NEVER GET OFF ANY MEDICATIONS WITHOUT THE ADVICE OF YOUR DOCTOR WHO PRESCRIBED THEM.

The following considerations work both for people currently on medications, and for those who are not on medications.

Let’s go back. Twice now I’ve referred to the ego as the insane ego. The ego very much wants to have a loud voice, no matter how shy you might be, in order to keep you alive. It does not like to have its voice squelshed. However, our ego can make its presence known so loudly that we trip over it time after time. So I will be refering to our unbridaled ego as the insane ego.

Our insane ego can rear up when we first become aware that we might be mentally unbalanced, overly frightened or overwhelmed, by suggesting that this problem “is all in your mind,” and that “It will go away.” Guess what? Problems, mental or otherwise do not go away when we do not deal with them.

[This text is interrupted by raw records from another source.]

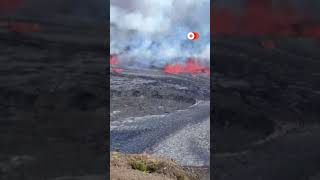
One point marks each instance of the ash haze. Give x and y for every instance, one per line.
x=153, y=32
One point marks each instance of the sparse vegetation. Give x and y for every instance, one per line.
x=144, y=166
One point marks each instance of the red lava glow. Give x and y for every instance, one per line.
x=260, y=18
x=10, y=4
x=114, y=59
x=23, y=27
x=117, y=70
x=191, y=66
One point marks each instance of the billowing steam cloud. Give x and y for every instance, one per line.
x=154, y=32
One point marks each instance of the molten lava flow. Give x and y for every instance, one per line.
x=117, y=70
x=191, y=66
x=260, y=17
x=10, y=4
x=114, y=59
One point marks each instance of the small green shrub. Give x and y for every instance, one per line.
x=139, y=165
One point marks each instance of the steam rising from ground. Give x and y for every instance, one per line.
x=153, y=32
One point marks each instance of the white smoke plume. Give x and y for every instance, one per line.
x=154, y=32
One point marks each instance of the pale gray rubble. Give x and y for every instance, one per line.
x=189, y=146
x=151, y=110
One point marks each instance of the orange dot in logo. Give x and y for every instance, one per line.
x=196, y=35
x=193, y=35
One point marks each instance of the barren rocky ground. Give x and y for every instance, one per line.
x=151, y=111
x=265, y=106
x=52, y=108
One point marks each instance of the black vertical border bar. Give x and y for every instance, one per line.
x=107, y=119
x=211, y=165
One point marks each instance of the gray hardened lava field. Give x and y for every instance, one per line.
x=265, y=108
x=151, y=110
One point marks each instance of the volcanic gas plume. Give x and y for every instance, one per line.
x=153, y=33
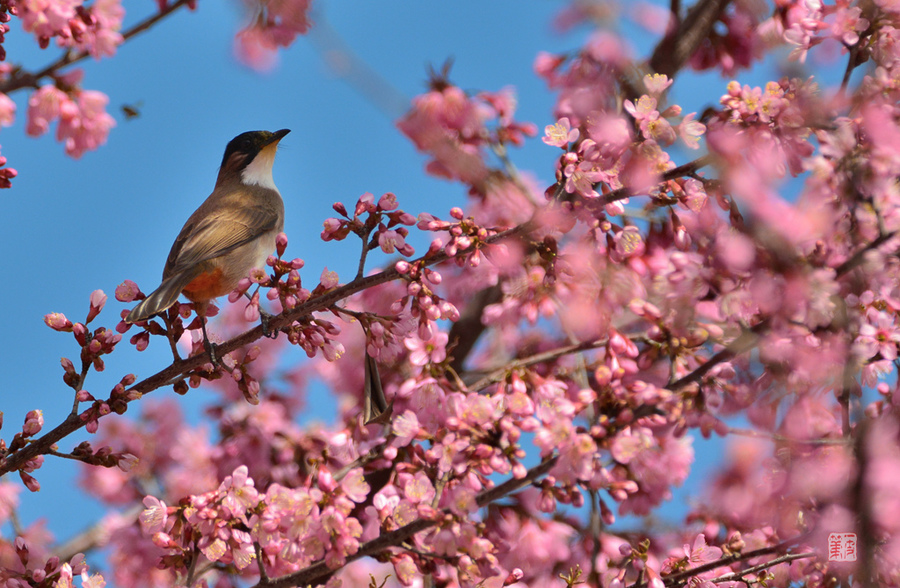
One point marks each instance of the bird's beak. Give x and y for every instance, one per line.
x=278, y=136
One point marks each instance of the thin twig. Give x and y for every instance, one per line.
x=22, y=79
x=763, y=566
x=500, y=373
x=179, y=370
x=319, y=571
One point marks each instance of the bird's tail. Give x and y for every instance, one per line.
x=161, y=298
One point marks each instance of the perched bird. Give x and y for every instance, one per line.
x=232, y=232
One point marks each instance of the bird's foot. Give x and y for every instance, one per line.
x=264, y=319
x=213, y=356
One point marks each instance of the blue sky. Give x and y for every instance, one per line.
x=70, y=227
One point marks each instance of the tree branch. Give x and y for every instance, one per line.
x=23, y=79
x=500, y=373
x=179, y=370
x=677, y=47
x=319, y=572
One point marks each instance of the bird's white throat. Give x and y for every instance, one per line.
x=259, y=171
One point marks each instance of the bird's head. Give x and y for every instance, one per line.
x=251, y=155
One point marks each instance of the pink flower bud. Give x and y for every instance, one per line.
x=58, y=322
x=280, y=243
x=80, y=332
x=326, y=481
x=387, y=202
x=127, y=462
x=98, y=300
x=127, y=291
x=32, y=485
x=34, y=421
x=329, y=279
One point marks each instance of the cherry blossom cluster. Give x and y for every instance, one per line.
x=272, y=25
x=31, y=572
x=382, y=217
x=601, y=149
x=83, y=123
x=452, y=128
x=566, y=349
x=93, y=28
x=293, y=525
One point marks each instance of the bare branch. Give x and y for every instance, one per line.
x=677, y=47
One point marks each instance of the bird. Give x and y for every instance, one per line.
x=231, y=233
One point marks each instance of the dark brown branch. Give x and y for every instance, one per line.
x=180, y=370
x=468, y=329
x=23, y=79
x=680, y=577
x=677, y=47
x=763, y=566
x=319, y=572
x=745, y=342
x=500, y=373
x=681, y=171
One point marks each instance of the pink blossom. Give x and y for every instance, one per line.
x=560, y=134
x=153, y=518
x=84, y=125
x=424, y=352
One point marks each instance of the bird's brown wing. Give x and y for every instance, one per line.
x=213, y=231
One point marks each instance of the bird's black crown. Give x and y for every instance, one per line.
x=251, y=143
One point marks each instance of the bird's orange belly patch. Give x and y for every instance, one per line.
x=206, y=286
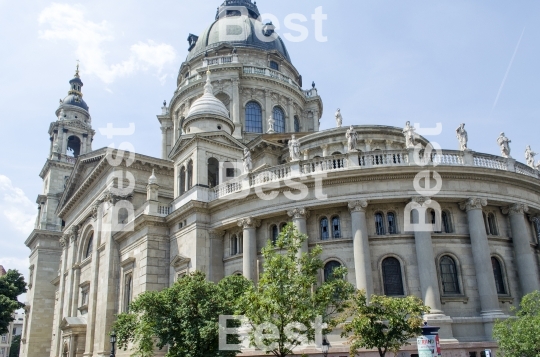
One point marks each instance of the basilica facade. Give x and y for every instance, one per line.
x=241, y=156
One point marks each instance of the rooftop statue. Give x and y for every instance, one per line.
x=462, y=136
x=339, y=118
x=409, y=132
x=504, y=143
x=294, y=149
x=352, y=139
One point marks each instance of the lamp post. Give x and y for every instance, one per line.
x=325, y=347
x=113, y=342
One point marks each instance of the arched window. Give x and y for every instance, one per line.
x=296, y=124
x=89, y=246
x=392, y=224
x=449, y=276
x=190, y=175
x=446, y=222
x=392, y=279
x=253, y=118
x=275, y=233
x=279, y=118
x=492, y=225
x=498, y=274
x=213, y=172
x=234, y=245
x=324, y=229
x=329, y=269
x=182, y=180
x=379, y=224
x=336, y=227
x=128, y=291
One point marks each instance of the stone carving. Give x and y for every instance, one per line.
x=358, y=206
x=271, y=122
x=297, y=213
x=462, y=136
x=409, y=132
x=473, y=203
x=339, y=118
x=529, y=156
x=249, y=222
x=517, y=208
x=504, y=144
x=248, y=164
x=352, y=139
x=294, y=149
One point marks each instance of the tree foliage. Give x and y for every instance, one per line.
x=520, y=336
x=11, y=286
x=385, y=323
x=288, y=293
x=184, y=317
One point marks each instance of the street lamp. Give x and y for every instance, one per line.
x=325, y=347
x=113, y=342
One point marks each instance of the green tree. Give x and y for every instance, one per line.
x=288, y=293
x=520, y=336
x=11, y=286
x=385, y=323
x=184, y=317
x=15, y=346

It is important for good mental health, to acknowledge our feelings. Feelings are not right or wrong. They simply are. Unpleasant feelings like guilt, unworthiness, grief, and depression do not magically transform themselves by stuffing them deep, down inside you, or denying them. First we need to acknowledge them. Sometimes these feelings are so strong they create a physical pain, but that’s just the symptom of the emotional pain. Know this, once you identify the source of the problem and deal with it, the pain begins to lessen, while your personal power grows stronger.

Whatever you focus on grows. The more you focus on the anxiety, the more the anxiety grows. The good news is, the more you focus on relaxation, and doing the things that bring on the relaxation response, the more you will unwind and heal.

While it is not healthy to pretend we do not have anxiety, it is healthy to have a conscious plan.

For panic attacks, remember to breathe. Nowadays we do not breathe right. When we do breathe, we do not get the same amount of oxygen as we did a century ago due to so much pollution in the air. Plus we are cutting down the rainforests in the world, which are the lungs of the planet. So, remember to take slow, deep breaths. After taking 15 slow, deep breaths, your blood pressure usually returns to normal.

You need to know, if this hasn’t occurred to you already, that you are not going to “feel” like doing any of this. Once the negative habit of anxiety has rooted in you, a little voice inside of you will start by telling you, “This is stupid,” or “It won’t work,” or “I don’t feel like it.” It’s like you have the negative you on one side, and the positive at-least-wants-to-try-to-be-positive you on the other side. Realize this before hand so you expect it, then consciously take the steps to get better anyway.

Yes, you can get better.

To reduce stress, make sure each day includes stretching, and exercise like walking or swimming. Remember to move your body in five different directions. For example, you could do a forward bend, arch your back backwards, lean from the waist to one side sliding your hand down your outer calf or whereever you can reach, then do the same thing on the other side. Lastly, do some sort of twist, gently. None of these moves need to be extreme. They just need to be done. This helps you by releasing those feel-good endorphins.Listen to happy music you like. Relaxing music helps a lot.

Know too that the world is not going to come to an end if you do not get everything on your to-do list done. Your head already knows this, yet somehow we place enormous burdens on ourselves, out of a mis-guided goal of perfection. Accept yourself right where you are, right now, with all limitations you see.  It is not that you are having a good day if or when you get 900 things done in a day. Give yourself permission to be you and enjoy the wonder.